Bacterial ASV analysis. (A) Average number of ASVs shared between Arlington-derived (left) or DCC-derived (right) fly (internal or external) and manure samples. (B) Average relative abundance of fly associated ASVs (internal or external) shared with manure collected from the same facility. (C) Average relative abundance of manure associated ASVs shared with flies collected from the same facility. Bars in all panels represent 95% CI (±1.96 * SE).

We also examined whether there were ASVs that were frequently shared by manure and fly samples collected from the same facility. A total of 17 and 12 ASVs were shared in at least 25% of Arlington- and DCC-derived manure-fly sample pairs, respectively (Fig. 6). This included representatives of genera within the bacterial families Enterobacteriaceae (Order Enterobacterales), Enterococcaceae and Streptococcaceae (Order Lactobacillales), Pseudomonadaceae (Order Pseudomonadales), and Staphylococcaceae (Order Bacillales), all of which are commonly associated with environmentally acquired mastitis (Fig. 6) (15). Perhaps most interesting, however, was the observation that, while the bacterial taxa present in both manure and fly samples represented only a small fraction of manure bacterial communities, they exhibited very high relative abundances in fly bacterial communities (Fig. 7; Fig. S13 to S16). Highly enriched taxa were also cultured from mastitic cows housed in the same facilities during the sampling period (Table S3).

Fig 6

Frequency plot of the 17 and 12 bacterial ASVs shared in at least 25% of Arlington-derived (left)- and DCC-derived (right) manure-fly sample pairs, respectively, along with their taxonomy at the genus level. Taxa highlighted in red were identified as commonly shared ASVs in both facilities.

Fig 7

Relative abundance of commonly shared ASVs in Arlington-derived (left) and DCC-derived (right) samples, by sample source (x-axis). Libraries derived from a given sample source were pooled across sampling locations and dates for the bar graphs presented. Colored bars present the proportion of sequencing reads assigned to a given ASV. ASV taxonomy is shown at the genus level. Taxa highlighted in red were identified as commonly shared ASVs in both facilities.
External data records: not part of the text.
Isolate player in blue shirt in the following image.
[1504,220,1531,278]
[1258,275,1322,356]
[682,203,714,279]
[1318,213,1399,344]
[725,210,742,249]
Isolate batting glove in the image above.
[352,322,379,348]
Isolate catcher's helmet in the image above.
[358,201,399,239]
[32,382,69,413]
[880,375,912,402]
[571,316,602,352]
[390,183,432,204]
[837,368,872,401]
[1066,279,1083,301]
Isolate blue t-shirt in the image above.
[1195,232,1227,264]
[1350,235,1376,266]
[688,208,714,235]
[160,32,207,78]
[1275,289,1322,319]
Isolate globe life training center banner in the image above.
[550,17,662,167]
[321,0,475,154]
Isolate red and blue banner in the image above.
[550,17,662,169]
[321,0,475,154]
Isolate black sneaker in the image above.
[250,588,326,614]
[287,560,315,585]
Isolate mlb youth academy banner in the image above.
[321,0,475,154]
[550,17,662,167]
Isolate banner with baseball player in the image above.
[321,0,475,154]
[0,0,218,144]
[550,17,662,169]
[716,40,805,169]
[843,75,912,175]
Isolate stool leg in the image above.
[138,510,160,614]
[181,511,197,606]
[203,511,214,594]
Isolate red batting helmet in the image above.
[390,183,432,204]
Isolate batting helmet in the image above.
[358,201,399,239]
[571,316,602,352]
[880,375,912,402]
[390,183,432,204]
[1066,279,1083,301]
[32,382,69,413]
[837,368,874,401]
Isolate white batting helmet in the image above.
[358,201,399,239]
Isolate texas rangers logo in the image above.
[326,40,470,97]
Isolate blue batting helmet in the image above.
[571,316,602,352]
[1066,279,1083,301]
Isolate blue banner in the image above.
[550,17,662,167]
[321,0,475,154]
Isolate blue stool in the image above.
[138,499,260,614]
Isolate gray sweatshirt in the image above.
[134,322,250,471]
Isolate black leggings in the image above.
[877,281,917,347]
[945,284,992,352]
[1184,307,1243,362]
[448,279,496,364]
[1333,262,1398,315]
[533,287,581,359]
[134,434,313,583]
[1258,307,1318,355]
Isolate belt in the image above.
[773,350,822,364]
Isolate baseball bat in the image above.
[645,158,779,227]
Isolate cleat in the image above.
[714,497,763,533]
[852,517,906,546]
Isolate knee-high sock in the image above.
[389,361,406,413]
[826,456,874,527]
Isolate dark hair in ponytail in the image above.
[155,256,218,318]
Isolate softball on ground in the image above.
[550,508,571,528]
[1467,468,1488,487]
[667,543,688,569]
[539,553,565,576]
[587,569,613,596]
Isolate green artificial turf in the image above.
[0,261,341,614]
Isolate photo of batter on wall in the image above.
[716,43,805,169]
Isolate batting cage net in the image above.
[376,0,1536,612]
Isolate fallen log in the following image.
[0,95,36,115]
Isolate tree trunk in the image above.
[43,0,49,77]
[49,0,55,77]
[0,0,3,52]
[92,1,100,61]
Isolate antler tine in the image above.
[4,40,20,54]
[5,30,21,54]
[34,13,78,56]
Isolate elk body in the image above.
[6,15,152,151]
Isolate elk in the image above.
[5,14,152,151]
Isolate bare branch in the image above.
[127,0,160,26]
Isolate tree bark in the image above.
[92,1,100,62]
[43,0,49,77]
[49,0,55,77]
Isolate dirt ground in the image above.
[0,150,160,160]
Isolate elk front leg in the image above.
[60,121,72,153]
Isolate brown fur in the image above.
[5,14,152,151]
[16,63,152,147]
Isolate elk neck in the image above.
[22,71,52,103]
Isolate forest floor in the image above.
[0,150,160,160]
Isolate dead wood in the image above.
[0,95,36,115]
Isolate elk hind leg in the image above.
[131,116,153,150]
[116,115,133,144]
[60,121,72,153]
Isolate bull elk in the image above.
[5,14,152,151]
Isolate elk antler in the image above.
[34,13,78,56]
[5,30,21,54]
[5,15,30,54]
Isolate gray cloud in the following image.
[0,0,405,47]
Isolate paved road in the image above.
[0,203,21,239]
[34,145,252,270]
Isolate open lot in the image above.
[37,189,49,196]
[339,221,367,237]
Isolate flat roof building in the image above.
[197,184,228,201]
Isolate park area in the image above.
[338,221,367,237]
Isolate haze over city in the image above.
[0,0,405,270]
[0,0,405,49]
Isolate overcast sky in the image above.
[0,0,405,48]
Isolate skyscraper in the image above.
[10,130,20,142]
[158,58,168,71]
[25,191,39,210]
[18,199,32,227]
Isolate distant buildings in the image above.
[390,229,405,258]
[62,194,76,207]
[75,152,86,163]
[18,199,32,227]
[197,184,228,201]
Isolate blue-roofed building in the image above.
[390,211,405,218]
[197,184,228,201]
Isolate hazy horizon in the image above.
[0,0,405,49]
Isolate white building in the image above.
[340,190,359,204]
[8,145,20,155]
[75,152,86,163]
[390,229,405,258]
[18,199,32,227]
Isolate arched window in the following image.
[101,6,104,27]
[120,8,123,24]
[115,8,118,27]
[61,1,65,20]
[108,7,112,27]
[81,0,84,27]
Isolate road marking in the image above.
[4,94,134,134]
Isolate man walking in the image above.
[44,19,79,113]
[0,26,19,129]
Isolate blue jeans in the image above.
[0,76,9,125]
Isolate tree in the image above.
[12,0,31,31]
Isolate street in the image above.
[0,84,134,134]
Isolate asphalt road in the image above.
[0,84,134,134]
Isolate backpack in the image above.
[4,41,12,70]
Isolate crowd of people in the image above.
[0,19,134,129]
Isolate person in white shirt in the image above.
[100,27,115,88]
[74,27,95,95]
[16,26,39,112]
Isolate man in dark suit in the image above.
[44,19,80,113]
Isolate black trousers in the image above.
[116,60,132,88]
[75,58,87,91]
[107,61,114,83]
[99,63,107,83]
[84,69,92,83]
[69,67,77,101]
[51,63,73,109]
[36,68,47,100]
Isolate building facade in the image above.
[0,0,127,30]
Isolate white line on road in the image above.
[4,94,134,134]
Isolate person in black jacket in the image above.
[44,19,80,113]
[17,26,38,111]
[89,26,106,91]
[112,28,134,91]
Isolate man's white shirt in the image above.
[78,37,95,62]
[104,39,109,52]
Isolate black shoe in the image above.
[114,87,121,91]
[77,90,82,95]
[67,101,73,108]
Stomoxys flies serve as bona fide carriers of viable mastitis-associated bacteria

To confirm that flies carry mastitis-associated bacterial taxa, we screened glycerol stocks generated from homogenates of pooled internal fly samples for the growth of Staphylococcus, Escherichia, and Klebsiella bacteria. Viable colonies were recovered from 88.5% and 100% of fly homogenates streaked onto MacConkey and mannitol salt agar plates, which are generally permissive for the growth of Gram-negative and Gram-positive bacteria, respectively (Table S4). Restreaking of individual colonies on selective agar (followed by morphological or molecular identification) confirmed the presence of E. coli in 22.95% (28 out of 122) of all plated homogenates, which represents viable growth in 55.81% (24 out of 43) of samples with corresponding sequence reads assigned to the genus Escherichia-Shigella (Tables S2 and S4). The same methods also confirmed the presence of Klebsiella spp., which were likely defined as unidentified members of the Enterobacteriaceae in our sequencing data set, in 21.31% (26 out of 122) of all plated homogenates, which represents 27.47% (25 out of 91) of samples with potential corresponding sequence reads (Tables S2 and S4). Similarly, 75.41% (92 out of 122) of all plated homogenates, representing 79.28% (88 out of 111) of samples with corresponding sequence reads, contained viable colonies of Staphylococcus spp. (Tables S2 and S4).

DISCUSSION

Muscid flies have long been implicated in the mechanical transmission of environmental bacterial pathogens responsible for bovine mastitis and other vertebrate diseases (32, 33). Large fly populations are sustained by the high availability of raw manure, which serves as both the preferred oviposition site for adult flies and as a major reservoir of microbial pathogens (19). However, previous experimental studies on the vectorial capacity and microbial communities of muscid flies have focused primarily on the house fly, Musca domestica. This work collectively indicates that bacterial isolates can proliferate within the house fly digestive tract leading to the continual excretion of bacteria via regurgitation and defecation (23, 33–36). Across sampling locations, Staphylococcus and Weissella appear to be highly dominant members of the M. domestica microbiome; zoonotic pathogens, including E. coli O157, Salmonella enterica, and Campylobacter are also routinely isolated from house fly samples (37–43). In contrast, far less is known about the microbiota of biting Stomoxys flies. To date, there has been no culture-independent analysis of the microbiota of any biting muscid fly and only a handful of studies have used culture-dependent methods to survey Stomoxys fly-associated microbial communities, identifying strains of Bacillus, Staphylococcus, and Enterobacterales as among the most common bacterial taxa isolated from adult flies (29–31). Prior research on Stomoxys fly microbiota has also focused exclusively on fly-associated microbes, without also examining potential acquisition from the surrounding barn environment or environmental breeding sites.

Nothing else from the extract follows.